# Help: Directions for Roamio clone to 3TB drive



## RGrizzzz (Dec 4, 2019)

I think the HDD is my Roamio Plus is starting to get some bad sectors. I finally pulled the trigger on a 3TB WD Red on Black Friday. It seems like I need to use MFS Tools to clone the existing drive to the new disk. I can't seem to find directions on how to do it. The current MFS Tools thread is 70 pages, and many years old. Can someone point me to current documentation? It should be pretty simple to hook the drives up to my desktop. I just need help with the proper commands. (I'm a Windows guy, not Linux) Thanks! 

Update: I've got a working MSF tools CD-R. Just need some help with directions.


----------



## ThAbtO (Apr 6, 2000)

If you don't really need to preserve recordings/passes, just swap the old drive for the new.

You can still preserve the (non copy-protected) recordings (and use as backup), save passes with a program called KMTTG. Shows can be copied (transferred) back with Pytivo (unless its running v21.+/Hydra [see System Information]))


----------



## Jon_Duke (Dec 10, 2019)

RGrizzzz said:


> I think the HDD is my Roamio Plus is starting to get some bad sectors. I finally pulled the trigger on a 3TB WD Red on Black Friday. It seems like I need to use MFS Tools to clone the existing drive to the new disk. I can't seem to find directions on how to do it. The current MFS Tools thread is 70 pages, and many years old. Can someone point me to current documentation? It should be pretty simple to hook the drives up to my desktop.
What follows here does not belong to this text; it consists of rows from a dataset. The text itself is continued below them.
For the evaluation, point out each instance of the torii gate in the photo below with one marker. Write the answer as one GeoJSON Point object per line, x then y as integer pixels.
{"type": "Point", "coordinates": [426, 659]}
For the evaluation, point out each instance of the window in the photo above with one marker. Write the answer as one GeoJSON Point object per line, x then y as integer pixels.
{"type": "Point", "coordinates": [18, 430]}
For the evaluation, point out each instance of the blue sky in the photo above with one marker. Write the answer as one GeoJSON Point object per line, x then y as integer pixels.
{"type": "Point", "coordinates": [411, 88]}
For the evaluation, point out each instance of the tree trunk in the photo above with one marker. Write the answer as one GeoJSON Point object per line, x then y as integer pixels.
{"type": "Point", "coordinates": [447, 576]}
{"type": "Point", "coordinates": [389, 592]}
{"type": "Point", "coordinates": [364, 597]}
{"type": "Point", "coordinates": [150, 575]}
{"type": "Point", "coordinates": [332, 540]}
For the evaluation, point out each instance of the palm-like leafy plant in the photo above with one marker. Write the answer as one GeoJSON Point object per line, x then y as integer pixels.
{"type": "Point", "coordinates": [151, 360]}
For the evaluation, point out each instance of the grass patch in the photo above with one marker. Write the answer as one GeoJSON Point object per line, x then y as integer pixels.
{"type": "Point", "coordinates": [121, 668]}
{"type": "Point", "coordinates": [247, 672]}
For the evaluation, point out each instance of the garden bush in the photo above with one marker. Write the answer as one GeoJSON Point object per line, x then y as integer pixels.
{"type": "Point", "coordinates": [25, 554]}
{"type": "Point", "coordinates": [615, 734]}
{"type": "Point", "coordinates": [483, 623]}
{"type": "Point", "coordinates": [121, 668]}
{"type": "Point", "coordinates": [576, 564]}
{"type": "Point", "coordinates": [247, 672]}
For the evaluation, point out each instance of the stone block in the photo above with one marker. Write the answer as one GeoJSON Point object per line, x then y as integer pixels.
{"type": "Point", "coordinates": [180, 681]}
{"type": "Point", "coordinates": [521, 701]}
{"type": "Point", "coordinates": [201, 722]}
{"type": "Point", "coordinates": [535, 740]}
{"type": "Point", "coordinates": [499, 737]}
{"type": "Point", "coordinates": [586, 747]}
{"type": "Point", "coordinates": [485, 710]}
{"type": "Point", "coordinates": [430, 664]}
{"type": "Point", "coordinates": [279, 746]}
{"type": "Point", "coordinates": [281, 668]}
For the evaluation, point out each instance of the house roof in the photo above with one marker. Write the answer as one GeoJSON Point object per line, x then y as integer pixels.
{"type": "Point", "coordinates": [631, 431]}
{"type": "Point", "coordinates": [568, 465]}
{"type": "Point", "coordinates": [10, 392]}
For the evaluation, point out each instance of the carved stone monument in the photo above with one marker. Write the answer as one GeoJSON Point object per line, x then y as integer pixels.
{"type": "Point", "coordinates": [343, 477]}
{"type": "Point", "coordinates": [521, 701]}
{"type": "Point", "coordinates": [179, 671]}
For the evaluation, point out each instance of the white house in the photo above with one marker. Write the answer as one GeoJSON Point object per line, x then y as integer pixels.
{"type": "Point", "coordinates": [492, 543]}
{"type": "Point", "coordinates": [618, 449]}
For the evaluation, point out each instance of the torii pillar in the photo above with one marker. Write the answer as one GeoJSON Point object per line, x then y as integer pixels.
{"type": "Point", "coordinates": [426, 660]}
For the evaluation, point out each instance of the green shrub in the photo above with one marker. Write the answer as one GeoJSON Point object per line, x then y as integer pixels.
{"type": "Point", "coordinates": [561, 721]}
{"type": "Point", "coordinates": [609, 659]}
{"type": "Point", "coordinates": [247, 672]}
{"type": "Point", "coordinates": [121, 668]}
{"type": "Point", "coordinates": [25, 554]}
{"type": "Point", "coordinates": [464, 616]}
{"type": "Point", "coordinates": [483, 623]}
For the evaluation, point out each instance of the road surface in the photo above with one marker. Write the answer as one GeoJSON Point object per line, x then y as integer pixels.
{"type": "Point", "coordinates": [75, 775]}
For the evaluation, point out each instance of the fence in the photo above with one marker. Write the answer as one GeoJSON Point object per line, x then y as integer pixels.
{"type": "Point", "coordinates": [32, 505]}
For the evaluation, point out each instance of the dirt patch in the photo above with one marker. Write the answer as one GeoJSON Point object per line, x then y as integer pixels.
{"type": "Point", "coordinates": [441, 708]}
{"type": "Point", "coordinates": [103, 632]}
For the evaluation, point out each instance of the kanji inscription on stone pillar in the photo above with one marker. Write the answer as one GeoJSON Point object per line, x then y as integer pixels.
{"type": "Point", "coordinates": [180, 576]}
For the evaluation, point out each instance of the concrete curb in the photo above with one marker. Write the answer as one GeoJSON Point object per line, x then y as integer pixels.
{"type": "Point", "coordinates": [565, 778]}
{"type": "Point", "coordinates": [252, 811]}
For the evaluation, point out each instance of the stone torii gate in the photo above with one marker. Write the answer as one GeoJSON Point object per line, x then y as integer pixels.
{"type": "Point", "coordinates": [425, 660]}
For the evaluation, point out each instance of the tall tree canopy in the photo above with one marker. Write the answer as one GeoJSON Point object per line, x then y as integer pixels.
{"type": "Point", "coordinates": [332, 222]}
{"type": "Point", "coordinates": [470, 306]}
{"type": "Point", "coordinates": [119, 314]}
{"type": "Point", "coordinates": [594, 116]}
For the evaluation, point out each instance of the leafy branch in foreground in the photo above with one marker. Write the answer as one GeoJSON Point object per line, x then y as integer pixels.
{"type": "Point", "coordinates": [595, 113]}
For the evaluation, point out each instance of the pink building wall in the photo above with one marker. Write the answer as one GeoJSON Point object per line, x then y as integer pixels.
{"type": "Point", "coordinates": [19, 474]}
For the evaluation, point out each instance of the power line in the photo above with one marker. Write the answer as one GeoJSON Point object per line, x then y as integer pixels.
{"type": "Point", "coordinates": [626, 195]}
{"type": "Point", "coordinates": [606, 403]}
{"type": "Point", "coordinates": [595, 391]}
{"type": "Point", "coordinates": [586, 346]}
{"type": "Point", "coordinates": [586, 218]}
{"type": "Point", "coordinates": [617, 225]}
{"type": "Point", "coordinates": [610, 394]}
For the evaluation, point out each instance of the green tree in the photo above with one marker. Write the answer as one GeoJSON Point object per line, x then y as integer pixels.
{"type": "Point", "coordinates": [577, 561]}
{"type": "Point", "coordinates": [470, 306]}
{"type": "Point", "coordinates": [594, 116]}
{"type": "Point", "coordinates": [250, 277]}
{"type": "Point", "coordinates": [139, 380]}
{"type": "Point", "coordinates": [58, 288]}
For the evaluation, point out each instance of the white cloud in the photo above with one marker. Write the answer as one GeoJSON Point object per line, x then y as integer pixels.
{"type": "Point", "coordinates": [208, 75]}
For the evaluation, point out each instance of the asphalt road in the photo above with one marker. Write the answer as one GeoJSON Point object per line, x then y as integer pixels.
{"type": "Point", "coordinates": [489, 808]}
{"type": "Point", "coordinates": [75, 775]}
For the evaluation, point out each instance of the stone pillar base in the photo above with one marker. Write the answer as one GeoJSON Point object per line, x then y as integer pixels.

I just need help with the proper commands. (I'm a Windows guy, not Linux) Thanks!
> 
> Update: I've got a working MSF tools CD-R. Just need some help with directions.


I have Tivo Romaio Pro, bought in 2014. I noticed some corruption in some of my recordings, and every now and then I heard a click. Clearly the drive is going out. So I did the same thing, a and got a WD30EFRX. At the same time I bought this offline clone/disk station from Amazon. WAVLINK USB 3.0 to SATA I/II/III Dual-Bay External Hard Drive Docking Station. I'm happy to report that the WAVLINK cloned the source drive, and kept all of my recordings, cablecard paring, and lists intact. The clone operation took about 8 hours.

Put the source drive in the back, the new WD in the front. Power it on. Wait for 2 blue lights. Tap and hold the big button on the front for 3 seconds. Then quickly tap it again to start the clone. Then just wait 8 hours for all the blue lights to go off, and install the new drive in your Tivo.


----------



## jmbach (Jan 1, 2009)

RGrizzzz said:


> I think the HDD is my Roamio Plus is starting to get some bad sectors. I finally pulled the trigger on a 3TB WD Red on Black Friday. It seems like I need to use MFS Tools to clone the existing drive to the new disk. I can't seem to find directions on how to do it. The current MFS Tools thread is 70 pages, and many years old. Can someone point me to current documentation? It should be pretty simple to hook the drives up to my desktop. I just need help with the proper commands. (I'm a Windows guy, not Linux) Thanks!
> 
> Update: I've got a working MSF tools CD-R. Just need some help with directions.


If you are going to use MFSTools, the basic instructions you need are found in the post you downloaded the ISO from.


----------